Research and Markets: By 2015, 900 Billion Food Items Could be RFID Tagged

Oct. 24, 2005
New study points to strong increase in asset tracking and traceability in food supplies market

DUBLIN, Ireland, October 21 /PRNewswire/ -- By 2015 900 billion food items could be RFID tagged, and 824 million livestock will have more sophisticated, more expensive tags on or in them.

Recent devastating outbreaks such as foot and mouth disease, mad cow disease and avian flu plus contamination recalls and bioterrorism are driving strict new legislation on food traceability. In addition, consumers are also demanding more information about the food they consume (as do the police and customs).

Research and Markets has announced the addition of Food and Livestock Traceability to their offering.

This report analyses the need for RFID, DNA and other technologies to enable food traceability. Ten year forecasts, case studies and technology evaluations provide a complete analysis on the topic in this 250 page market intelligence report researched globally by our experts.

Traceability has become a buzzword in the food industry. Consumer demands for higher-quality foods and more variety have never been greater. Spurred on by recent food scares around the world, such as mad cow disease and bioterrorism fears, governments are forcing the adoption of food traceability systems.

Everyone from producer to retailer will be affected by food traceability. This state-of-the-art review deals with the key topics of traceability - technology, law, forecasts and case studies.

Report at a glance

Although tens of millions of RFID tags have been applied to livestock and food and millions of biometric procedures have been carried out, there is no analysis of the global situation and the lessons of success and failure. The potential for RFID tagging of livestock is billions yearly and the potential for radio tagging of food is in trillions a year, but what are the forecasts for such tagging at animal, pallet/case and item level for the next ten years? Which countries are in the lead and where will the next wave of technologies, laws and mandates be applied? These and other vital questions are answered for the first time in this major new report.

Written by Emma Napier, a practicing veterinarian, and Dr Peter Harrop, and backed by our technical experts located across the world, this report analyses what is going on from fish to cattle, from Botswana to Japan and Canada. It identifies the most impressive suppliers and putative suppliers, the new technologies, the market drivers and much more.
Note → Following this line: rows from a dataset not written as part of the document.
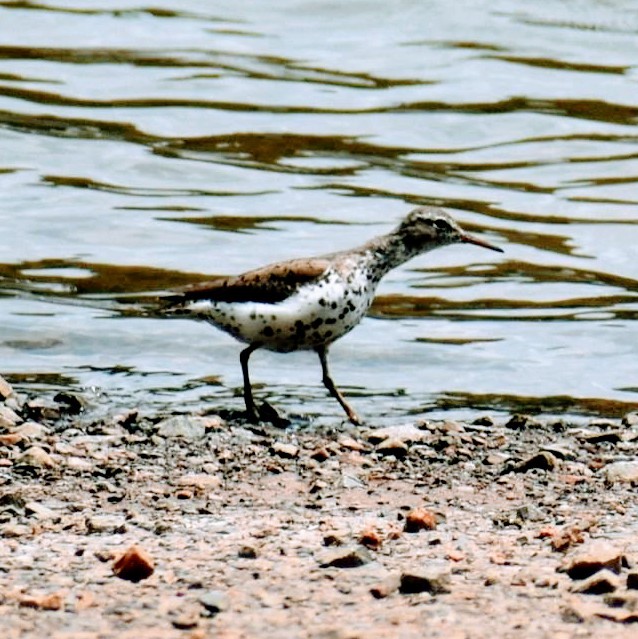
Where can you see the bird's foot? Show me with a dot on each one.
(268, 413)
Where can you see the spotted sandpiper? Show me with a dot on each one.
(308, 303)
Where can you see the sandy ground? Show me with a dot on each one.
(520, 527)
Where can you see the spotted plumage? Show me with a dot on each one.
(306, 304)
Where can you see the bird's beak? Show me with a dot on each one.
(470, 239)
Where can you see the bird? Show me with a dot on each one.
(309, 303)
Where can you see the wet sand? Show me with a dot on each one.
(508, 527)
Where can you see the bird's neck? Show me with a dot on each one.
(386, 252)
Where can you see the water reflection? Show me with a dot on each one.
(150, 148)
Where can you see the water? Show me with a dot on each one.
(144, 147)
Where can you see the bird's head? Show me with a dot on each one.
(427, 227)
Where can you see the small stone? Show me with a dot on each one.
(41, 410)
(134, 565)
(201, 482)
(630, 420)
(36, 457)
(71, 403)
(433, 580)
(98, 524)
(394, 447)
(405, 433)
(386, 587)
(10, 439)
(522, 422)
(419, 519)
(544, 460)
(247, 552)
(46, 602)
(8, 417)
(184, 426)
(6, 389)
(623, 472)
(346, 557)
(370, 538)
(591, 558)
(286, 451)
(32, 430)
(214, 601)
(599, 583)
(320, 454)
(39, 511)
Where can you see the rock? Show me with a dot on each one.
(394, 447)
(10, 439)
(623, 472)
(71, 403)
(419, 519)
(98, 524)
(630, 420)
(405, 433)
(39, 511)
(32, 430)
(370, 538)
(8, 417)
(522, 422)
(247, 552)
(201, 482)
(36, 457)
(134, 565)
(386, 587)
(346, 557)
(543, 460)
(434, 580)
(214, 601)
(591, 558)
(6, 389)
(184, 426)
(599, 583)
(41, 410)
(46, 602)
(286, 451)
(320, 454)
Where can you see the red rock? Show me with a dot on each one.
(420, 519)
(134, 565)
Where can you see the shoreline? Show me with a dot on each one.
(338, 532)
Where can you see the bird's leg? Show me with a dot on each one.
(251, 407)
(322, 351)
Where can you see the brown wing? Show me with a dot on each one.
(269, 284)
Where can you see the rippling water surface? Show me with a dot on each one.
(144, 147)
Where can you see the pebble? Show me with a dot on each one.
(419, 519)
(183, 426)
(591, 558)
(624, 472)
(430, 579)
(386, 587)
(394, 447)
(8, 417)
(134, 565)
(404, 433)
(36, 457)
(98, 524)
(32, 430)
(599, 583)
(6, 389)
(543, 460)
(345, 557)
(286, 451)
(214, 601)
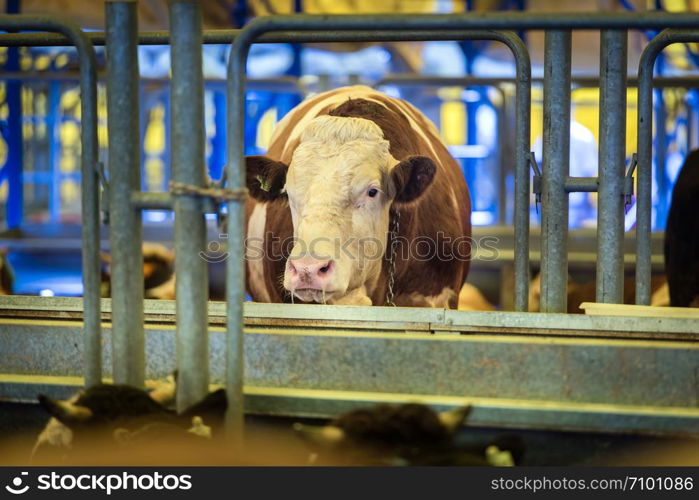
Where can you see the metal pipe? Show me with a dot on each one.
(187, 132)
(125, 234)
(411, 23)
(645, 152)
(576, 81)
(556, 156)
(612, 154)
(92, 339)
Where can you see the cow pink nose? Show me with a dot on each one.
(308, 272)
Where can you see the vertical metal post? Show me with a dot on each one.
(612, 139)
(92, 317)
(125, 232)
(556, 156)
(661, 181)
(187, 152)
(14, 165)
(235, 265)
(522, 170)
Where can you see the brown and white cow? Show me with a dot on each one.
(342, 169)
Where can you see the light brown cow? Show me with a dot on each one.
(343, 169)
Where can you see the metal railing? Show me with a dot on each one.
(126, 200)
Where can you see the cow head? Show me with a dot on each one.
(340, 186)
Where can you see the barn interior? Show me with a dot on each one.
(85, 197)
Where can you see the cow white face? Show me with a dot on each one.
(340, 186)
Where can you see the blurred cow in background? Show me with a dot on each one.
(682, 236)
(158, 272)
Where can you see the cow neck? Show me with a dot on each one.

This industry is on the move in a major way. It includes market pull, with McDonald's the world's largest outlet for cooked meat recently mandating full traceability from suppliers and Wal-Mart, the world's largest retailer, mandating RFID on all incoming pallets and cases. This is a prelude to tagging everything. It has legal push with the new European Union legislation in 2005 demanding "one up one down" traceability and the US Homeland Security legislation demanding unprecedented levels of traceability. China and Japan are also in the lead, and they have their own concerns. For example, Japan is convicting criminals that pass off inferior foreign fish as coming from Japanese waters.

Billion dollar businesses will be created as a consequence - much the same as happened with barcodes years ago.

By 2015 900 billion food items could be RFID tagged, and 824 million livestock will have more sophisticated, more expensive tags on or in them. However, new technologies, now being developed, will be needed for the food items. The livestock figure could easily be doubled if chickens are tagged, something of vital interest to the Government of Thailand, which ships 400 million chicken carcasses yearly and could have its whole industry wiped out by the new, virulent avian flu.